In opposition to western phallogocentrism, these feminists identified language as a means by which “man objectifies the world, reduces it to his own terms, speaks in place of everything and everyone else—including women.” The movement called on women to find a language that spoke their sex and existed outside of the patriarchal hold over discourse.
The Slut Walkers are seen to subvert this patriarchal institution of language through the reclamation of the word slut — and have thus redirected a celebratory sexuality back to womankind. And women all over the world have responded in a joyful but revolutionary spirit and joined the Slut Walk. The use of the word slut and the carnivalesque, celebratory protest that accompanies the movement then becomes the expression of female sexuality and pleasure that manifests outside the male libidinal economy.

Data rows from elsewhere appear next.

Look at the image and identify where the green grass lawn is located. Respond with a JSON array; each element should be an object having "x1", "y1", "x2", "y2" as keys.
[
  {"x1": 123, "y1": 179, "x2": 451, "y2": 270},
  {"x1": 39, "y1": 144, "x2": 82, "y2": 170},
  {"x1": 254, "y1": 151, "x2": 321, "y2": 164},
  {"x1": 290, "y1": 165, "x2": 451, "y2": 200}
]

Women are building up their revolutionary linguistic arsenal having already reclaimed the words ‘Vagina’ ‘Cunt’ and ‘Slut’. With the ongoing reclamation of these feminine words, the public discourse will inevitably find its way back into the feminine arena. This is why we need the Slut Walk.
It is a manifestation of our collective desire to no longer be obedient. It speaks of necessary subversiveness. It also tells men that their sexual abuses of women will no longer be tolerated. It unites women in a common sisterhood and it raises our voices in a collective feminine language such that we will no longer be spoken for.